Bladders and paunches.

The bladders, or paunches, of slain animals are very generally used as water vessels. If an animal has drunk recently water may be found in its stomach. We have quenched our thirst with the milk of a blesbok doe as she lay dead, though not yet cold, upon the plain.

We have often seen our followers, when a buffalo or other animal has been killed, take out the paunch, shake out its contents, and hasten with it to the nearest stream, where, with barely a preparatory rinsing, they would fill it with water quite clean enough for their idea of culinary operation; and, calling on the nearest native resident, would invite him to bring his pots with him and assist in cooking the banquet.

Sometimes the paunch scraped thin is suspended by thongs passed through like purse strings. Occasionally two mimosa thorns, which are not unfrequently 4in. or 5in. long, or a couple of skewers, are thrust through and the cord tightened round under them. If a small hole should be found, it may be stopped by putting a somewhat larger pebble upon the place, gathering the skin around it, and then tying the neck firmly with a cord; or the edges may be skewered together with a thorn, and the neck bound tightly with cord.

When a rhinoceros has fallen we have seen the Damara women carefully extract the long intestines, distend them with air, and bring them home coiled round their bodies, to be used thereafter as water vessels.

Waterproof baskets.

The Kafirs on the frontier of the Cape Colony plait baskets of so fine a texture that they employ them for holding milk and even water; but it is better that they should become saturated with the first before they are used for the latter, as, though they swell while wet and are perfectly tight, pure water would dry out with the heat from the fibre of an empty basket, and the consequent shrinking of the texture would make it leaky.

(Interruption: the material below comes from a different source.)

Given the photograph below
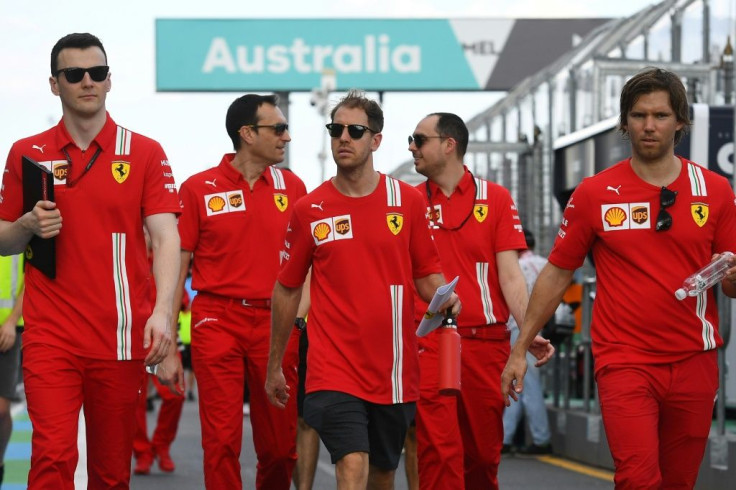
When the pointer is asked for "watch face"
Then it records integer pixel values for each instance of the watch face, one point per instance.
(300, 323)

We have seen most elegant and serviceable baskets made in Timor of the leaves of the fan palm. The ends of all the spreading leaflets are gathered together in a point, and a cord of twisted fibre is passed as a handle from this point to the stump of the footstalk. A pair of these baskets, holding two or three gallons each, are slung to the ends of a bamboo, and the bearer taking this across his shoulder carries water, or sometimes palm juice, about the town. The latter refreshing beverage is sold at a doit per cup; the cup itself being made of a smaller palm leaf, and also purchasable for a doit or two.

At Walvisch Bay, in South-West Africa, where rain falls perhaps once in two years, and the river runs with fresh water once in ten, there is a small water hole called Sand Fountain. This is about four miles from the landing place, and the water was, and perhaps still is, brought by two or more Hottentots dragging a cask fitted up like a garden roller, with the pivots set firmly into stout cross-pieces nailed or screwed upon each end of the cask.

Shafts of wood, with holes bored in them to fit upon the pivots, may be used as means of traction, or, if more convenient, ropes with thimbles or grummets turned in the ends for the same purpose; but in this case the trek ropes should be kept apart by a horizontal bar that they may not chafe upon the chine of the cask. It will also be advantageous to fit on felloe-pieces, near each end, so as to form a substitute for wheels, on which the cask may travel, and this will save a great deal of wear and tear should the country be rough or stony.